Should companies have to pay you to use your personal data?
Andrew Yang, one of the candidates among the large field running to be the Democratic Party’s presidential nominee in 2020, issued a new policy proposal this week that makes the case that digital data should be treated as a property right under law.
He points to the fact that businesses, known and unknown, have access to vast amounts of personal data on Americans. These companies use the data collected to make money while not always paying close enough attention to protecting it. Reputable firms have asked Congress to create better, clearer rules on the collection and use of data.

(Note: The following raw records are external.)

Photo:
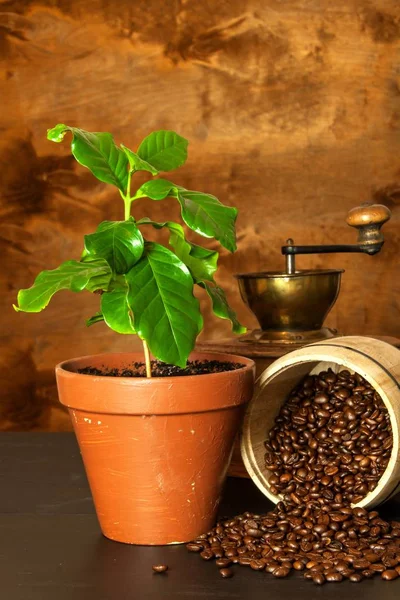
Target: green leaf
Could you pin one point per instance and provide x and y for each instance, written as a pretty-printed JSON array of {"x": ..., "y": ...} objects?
[
  {"x": 203, "y": 213},
  {"x": 71, "y": 275},
  {"x": 206, "y": 215},
  {"x": 166, "y": 314},
  {"x": 164, "y": 150},
  {"x": 221, "y": 307},
  {"x": 156, "y": 189},
  {"x": 201, "y": 262},
  {"x": 97, "y": 318},
  {"x": 120, "y": 243},
  {"x": 96, "y": 151},
  {"x": 116, "y": 311},
  {"x": 138, "y": 164}
]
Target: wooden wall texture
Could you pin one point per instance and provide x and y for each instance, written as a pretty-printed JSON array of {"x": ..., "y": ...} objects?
[{"x": 292, "y": 109}]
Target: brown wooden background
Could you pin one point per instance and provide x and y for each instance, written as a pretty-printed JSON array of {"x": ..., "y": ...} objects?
[{"x": 292, "y": 109}]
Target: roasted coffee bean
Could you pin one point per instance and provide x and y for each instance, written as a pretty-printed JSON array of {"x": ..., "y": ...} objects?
[
  {"x": 318, "y": 578},
  {"x": 160, "y": 568},
  {"x": 390, "y": 574},
  {"x": 194, "y": 547},
  {"x": 223, "y": 562},
  {"x": 207, "y": 554},
  {"x": 257, "y": 565},
  {"x": 281, "y": 572},
  {"x": 356, "y": 577},
  {"x": 322, "y": 457},
  {"x": 348, "y": 421},
  {"x": 333, "y": 577},
  {"x": 226, "y": 573}
]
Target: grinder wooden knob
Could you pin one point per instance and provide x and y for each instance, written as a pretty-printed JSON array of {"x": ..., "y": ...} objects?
[
  {"x": 368, "y": 214},
  {"x": 368, "y": 219}
]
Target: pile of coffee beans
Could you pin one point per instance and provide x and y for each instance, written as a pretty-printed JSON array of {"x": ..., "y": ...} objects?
[
  {"x": 328, "y": 545},
  {"x": 330, "y": 445},
  {"x": 331, "y": 441}
]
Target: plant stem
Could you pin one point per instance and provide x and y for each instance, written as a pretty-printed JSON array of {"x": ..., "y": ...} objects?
[
  {"x": 147, "y": 358},
  {"x": 127, "y": 203},
  {"x": 127, "y": 197}
]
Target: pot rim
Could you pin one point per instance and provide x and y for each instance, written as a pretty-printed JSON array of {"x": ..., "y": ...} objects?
[{"x": 248, "y": 364}]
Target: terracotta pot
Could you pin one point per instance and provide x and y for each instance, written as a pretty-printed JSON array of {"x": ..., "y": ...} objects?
[{"x": 156, "y": 451}]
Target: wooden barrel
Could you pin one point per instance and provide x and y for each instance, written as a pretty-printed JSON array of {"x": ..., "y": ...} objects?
[{"x": 376, "y": 361}]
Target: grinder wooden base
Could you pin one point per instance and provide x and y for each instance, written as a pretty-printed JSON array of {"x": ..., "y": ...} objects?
[{"x": 263, "y": 355}]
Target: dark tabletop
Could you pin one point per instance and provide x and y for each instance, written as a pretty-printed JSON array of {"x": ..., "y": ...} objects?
[{"x": 51, "y": 547}]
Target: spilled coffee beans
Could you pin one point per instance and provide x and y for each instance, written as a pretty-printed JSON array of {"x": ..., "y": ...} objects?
[
  {"x": 331, "y": 441},
  {"x": 330, "y": 444}
]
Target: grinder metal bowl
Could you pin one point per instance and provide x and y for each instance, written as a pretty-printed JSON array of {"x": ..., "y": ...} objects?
[{"x": 292, "y": 305}]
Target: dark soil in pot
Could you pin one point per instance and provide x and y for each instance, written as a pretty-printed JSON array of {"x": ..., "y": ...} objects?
[{"x": 159, "y": 369}]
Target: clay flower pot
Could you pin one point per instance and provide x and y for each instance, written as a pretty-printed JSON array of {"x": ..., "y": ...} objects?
[{"x": 156, "y": 451}]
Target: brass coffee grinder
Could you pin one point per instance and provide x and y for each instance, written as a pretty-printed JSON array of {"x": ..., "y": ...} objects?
[{"x": 292, "y": 305}]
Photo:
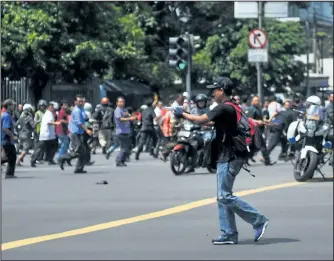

Mr. Yang argues that the personal data of individuals should be owned by them and not a corporation. He lays out a list of seven rights he believes should be codified into law. These include the right to:
- Be informed as to what data is collected and how it will be used;
- Opt out of data collection or sharing;
- Be told if a website has data on an individual and what that is;
- Be forgotten and to have all data deleted upon request;
- Be informed if ownership of personal data changes hands;
- Be informed of data breaches in a timely manner;
- Download all data in a standardized format that can be ported to another platform.
“Consent should be informed and active,” Mr. Yang writes. “Companies are responsible for ensuring that they collect a positive opt-in from each user before collecting any data, and this opt-in should be accompanied by a clear and easy-to-understand statement about what data is being collected, and how it is going to be used. You can waive these rights and opt in to sharing your data if you wish for the companies’ benefit and your own convenience — but then you should receive a share of the economic value generated from your data.”
DISCUSSION QUESTIONS: Do you agree that an individual’s data is their personal property and should not be used without their consent and compensation? Would you add to, subtract from or otherwise modify any of the seven personal data rights listed by Andrew Yang?